Sonntag, 13. Februar 2011

WIE BILDET SICH DER MANN?

Undressing Mr. Darcy
Männer, hatte ich, resigniert im Sommer festgestellt, Männer bilden sich nicht, jedenfalls nicht nach dem Männer-Bild von Frauen. Frauen dagegen orientieren sich bewusst oder unbewusst, affirmativ oder kritisch an dem Bild von Weiblichkeit, durch das Männer ihr Begehren über die Jahrhunderte ausdrückten. Die Männern geschaffenen Bilder der attraktiven Frau sind jeder Frau unentwegt in Massenmedien wie in Kunstwerken präsent. Umgekehrt können Männer sich nicht in gleicher Weise repräsentiert sehen in Bildnissen, die Frauen von ihnen entwerfen.
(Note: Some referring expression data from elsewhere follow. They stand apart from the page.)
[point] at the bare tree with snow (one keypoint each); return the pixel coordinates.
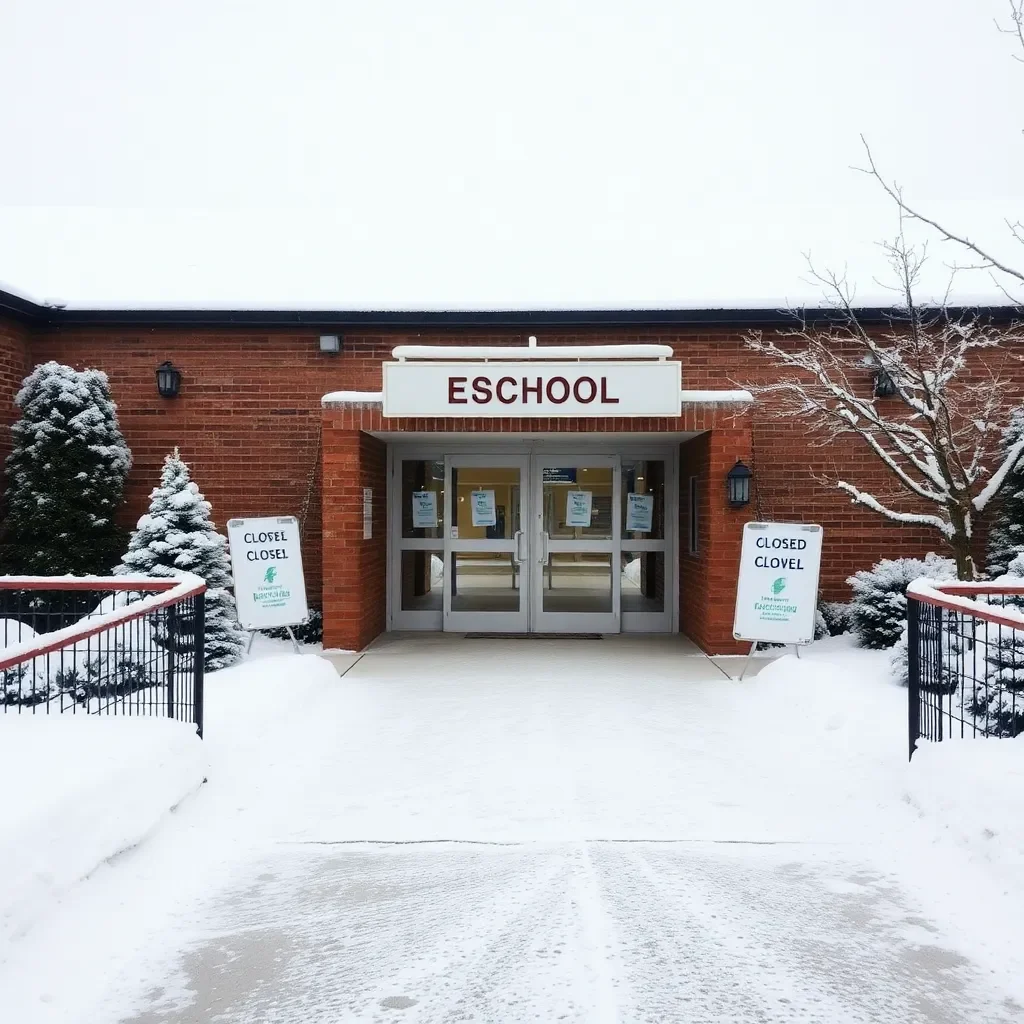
(1007, 274)
(938, 430)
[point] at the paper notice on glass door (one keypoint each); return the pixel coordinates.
(578, 507)
(484, 513)
(424, 510)
(639, 513)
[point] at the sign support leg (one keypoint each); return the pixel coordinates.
(747, 664)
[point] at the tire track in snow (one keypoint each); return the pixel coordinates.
(760, 938)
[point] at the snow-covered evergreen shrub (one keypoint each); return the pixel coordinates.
(1006, 539)
(66, 476)
(838, 616)
(177, 535)
(879, 606)
(999, 704)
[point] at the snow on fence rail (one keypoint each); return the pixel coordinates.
(965, 659)
(115, 645)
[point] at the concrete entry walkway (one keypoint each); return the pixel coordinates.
(672, 653)
(579, 830)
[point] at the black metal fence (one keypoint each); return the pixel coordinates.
(102, 646)
(966, 660)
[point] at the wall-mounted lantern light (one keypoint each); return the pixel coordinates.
(885, 386)
(737, 483)
(168, 380)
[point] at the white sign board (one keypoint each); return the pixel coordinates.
(482, 505)
(532, 388)
(424, 510)
(639, 513)
(578, 507)
(777, 590)
(266, 565)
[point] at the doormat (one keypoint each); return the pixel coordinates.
(534, 636)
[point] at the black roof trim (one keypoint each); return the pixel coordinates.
(26, 310)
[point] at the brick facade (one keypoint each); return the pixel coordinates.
(249, 418)
(14, 365)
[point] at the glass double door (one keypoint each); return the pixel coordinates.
(531, 544)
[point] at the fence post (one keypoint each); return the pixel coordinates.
(199, 656)
(172, 643)
(913, 672)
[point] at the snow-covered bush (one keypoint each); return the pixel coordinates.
(879, 606)
(177, 535)
(838, 616)
(1007, 537)
(999, 705)
(66, 476)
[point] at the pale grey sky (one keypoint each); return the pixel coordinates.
(489, 155)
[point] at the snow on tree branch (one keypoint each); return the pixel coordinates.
(926, 393)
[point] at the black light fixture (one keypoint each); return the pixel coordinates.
(885, 386)
(168, 380)
(737, 483)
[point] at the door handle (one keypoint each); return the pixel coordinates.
(517, 549)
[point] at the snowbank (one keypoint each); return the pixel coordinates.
(971, 792)
(78, 791)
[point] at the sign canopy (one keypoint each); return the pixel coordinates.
(266, 564)
(777, 589)
(527, 388)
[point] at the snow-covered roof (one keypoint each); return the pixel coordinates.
(462, 157)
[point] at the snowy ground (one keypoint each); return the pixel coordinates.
(590, 830)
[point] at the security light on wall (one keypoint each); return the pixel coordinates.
(168, 380)
(885, 386)
(737, 482)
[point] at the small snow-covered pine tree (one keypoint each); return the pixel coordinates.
(999, 705)
(879, 607)
(66, 475)
(177, 535)
(1007, 538)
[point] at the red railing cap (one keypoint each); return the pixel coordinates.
(954, 596)
(165, 592)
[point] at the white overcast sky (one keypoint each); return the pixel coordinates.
(465, 154)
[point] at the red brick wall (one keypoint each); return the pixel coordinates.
(249, 414)
(708, 577)
(13, 369)
(354, 567)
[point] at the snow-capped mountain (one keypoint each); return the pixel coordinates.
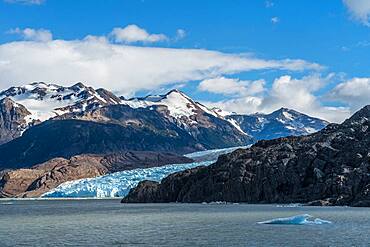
(211, 127)
(280, 123)
(179, 105)
(45, 101)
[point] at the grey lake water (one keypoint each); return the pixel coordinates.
(109, 223)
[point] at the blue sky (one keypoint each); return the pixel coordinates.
(307, 55)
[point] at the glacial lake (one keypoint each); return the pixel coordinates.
(110, 223)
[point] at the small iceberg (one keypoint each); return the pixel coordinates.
(296, 220)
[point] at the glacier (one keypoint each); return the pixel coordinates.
(118, 184)
(296, 220)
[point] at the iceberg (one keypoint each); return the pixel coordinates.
(118, 184)
(296, 220)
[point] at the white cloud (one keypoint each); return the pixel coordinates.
(269, 4)
(230, 86)
(355, 92)
(360, 10)
(133, 33)
(122, 68)
(41, 35)
(275, 20)
(180, 34)
(298, 94)
(28, 2)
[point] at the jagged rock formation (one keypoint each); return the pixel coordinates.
(35, 181)
(12, 120)
(330, 167)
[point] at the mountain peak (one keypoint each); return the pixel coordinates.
(360, 115)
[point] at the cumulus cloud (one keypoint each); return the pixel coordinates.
(298, 94)
(275, 20)
(123, 68)
(180, 34)
(355, 92)
(28, 2)
(133, 34)
(41, 35)
(231, 86)
(360, 10)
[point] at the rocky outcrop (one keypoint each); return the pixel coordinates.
(12, 120)
(35, 181)
(331, 167)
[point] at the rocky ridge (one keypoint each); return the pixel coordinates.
(330, 167)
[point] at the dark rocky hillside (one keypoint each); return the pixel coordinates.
(330, 167)
(12, 120)
(34, 181)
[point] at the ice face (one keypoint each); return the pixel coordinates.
(296, 220)
(119, 184)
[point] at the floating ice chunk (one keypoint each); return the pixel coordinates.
(290, 205)
(296, 220)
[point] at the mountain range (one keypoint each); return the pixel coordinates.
(41, 122)
(329, 167)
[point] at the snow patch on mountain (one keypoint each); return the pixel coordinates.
(46, 101)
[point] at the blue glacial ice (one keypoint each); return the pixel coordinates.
(296, 220)
(118, 184)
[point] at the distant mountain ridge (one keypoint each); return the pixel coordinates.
(49, 124)
(329, 167)
(50, 101)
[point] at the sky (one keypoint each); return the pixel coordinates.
(240, 56)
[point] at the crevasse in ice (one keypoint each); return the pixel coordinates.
(118, 184)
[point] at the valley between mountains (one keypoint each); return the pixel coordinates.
(51, 134)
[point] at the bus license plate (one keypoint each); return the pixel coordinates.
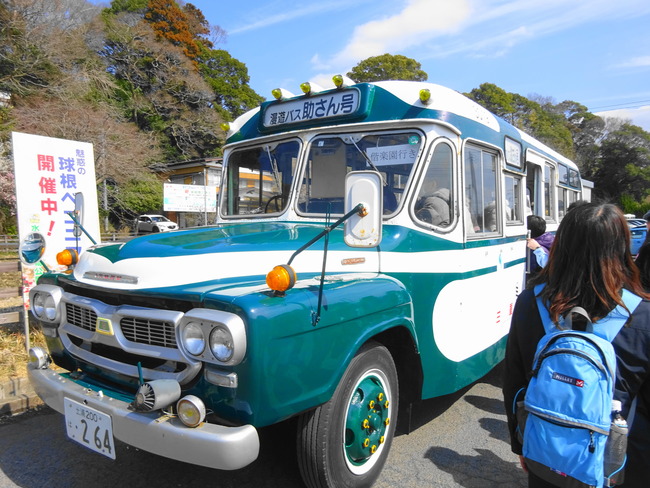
(89, 427)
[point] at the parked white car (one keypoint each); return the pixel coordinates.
(154, 223)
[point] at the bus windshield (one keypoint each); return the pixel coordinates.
(258, 180)
(331, 158)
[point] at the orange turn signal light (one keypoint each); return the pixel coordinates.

Falsch wäre es aber anzunehmen, dass Männer in ihrer Selbstbildung frei wären. Statt sich jedoch am Bildnis abzuarbeiten, das das andere Geschlecht von ihnen entwirft, müssen sich Männer mit Männlichkeitsvorstellungen auseinandersetzen, die in der Sphäre der „ernsten Spiele des Wettbewerbs“, der Hackordnung unter Männern also,  entworfen werden. 


Wie also bildet sich der Mann? In bürgerlicher Gesellschaft eröffnen sich ihm zwei Selbstbildungsstrategien: einmal über die Arbeitstätigkeit und zum anderen durch die Liebe, in häuslicher Idylle, wo er „Mensch“ ist und sein darf. Für beide Strategien ist die Geschlechterdichotomie Voraussetzung: Der Ausschluss der Frauen aus der Berufsarbeit ermöglichte die aushäusige Arbeit des Mannes erst, indem sie die Familienarbeit unentgeltlich übernahmen. Im Haus wartete dann die liebende Frau, die den Mann (beziehungsweise den männlichen Knaben) als „Mensch“ wahrnahm. Auf unterschiedliche Weise ist dieser Prozess der Selbstdisziplinierung (durch und für die Arbeit) und Selbstzivilisierung (für das Ideal der bürgerlichen Ehe) durch Entfremdung geprägt. Aus beiden männlichen Ich-Konzeptionen nämlich bleibt Sexualität ausgegrenzt – und gerade über diesen Ausschluss entwickelte sich auch ihre enorme Bedeutungsaufladung.

Die Konzeption des allgemein-menschlichen Subjekts, "der Mensch", wurde irrtümlich als geschlechtsneutral vorgestellt. Die Haltung ist bis in die Gegenwart weit verbreitet; sie äußerst sich in Form einer Schein-Egalität, die das Geschlecht leugnet: „Es gibt keinen Unterschied zwischen Männer- und Frauenliteratur, nur gute oder schlechte Literatur.“ (Das, was als Qualität anerkannt wird, stellt sich dann zufällig, aber grundsätzlich, heraus, stammt überwiegend, wenn nicht fast ausschließlich von Männern. "Es gibt eben so wenige bedeutende Autorinnen.") Die Konsequenzen dieses Prozesses können auch deshalb so gut verdeckt bleiben, weil sie paradox sind: Indem der Mann sich individualisiert, verschwindet sein Geschlecht im „Menschen“. Indem die Frau ein Geschlecht hat und ist, verliert sie ihre Individualität (ist ganz "Weib").

Die (männlichen) Künstlermythen sind nur vor der Folie dieser (bürgerlichen) Männlichkeitsbilder zu verstehen. Sie versuchen – häufig im Bild der Frau – zurück zu gewinnen, was sich der zivilisierte und disziplinierte Mann versagt hat. Verharren sie jedoch in diesem Gegenentwurf, so werden sie ebenso zwanghaft, wie das „stahlharte Gehäuse“ (Max Weber), das sich in der Moderne um das Herz des Mannes gelegt hat. Die Versteifung auf eine Anti-Haltung, wie sie einen Teil der Avantgarden in der Moderne kennzeichnet, weist aus dieser Beschränkung und Enge männlicher Lebensentwürfe keinen Ausweg. Stattdessen müssten Männer (und – auf andere Weise – Frauen) spielen lernen, ohne gewinnen und herrschen zu wollen. Nähe zwischen Mann und Frau wird sich nicht einstellen über gewaltsame Öffnung der getrennten Sphären oder definitorische Schärfung des „Männlichen“ bzw. „Weiblichen“, sondern durch Schaffung eines „Zwischenraums“, in dem für die Liebe nichts anderes aufgegeben werden muss.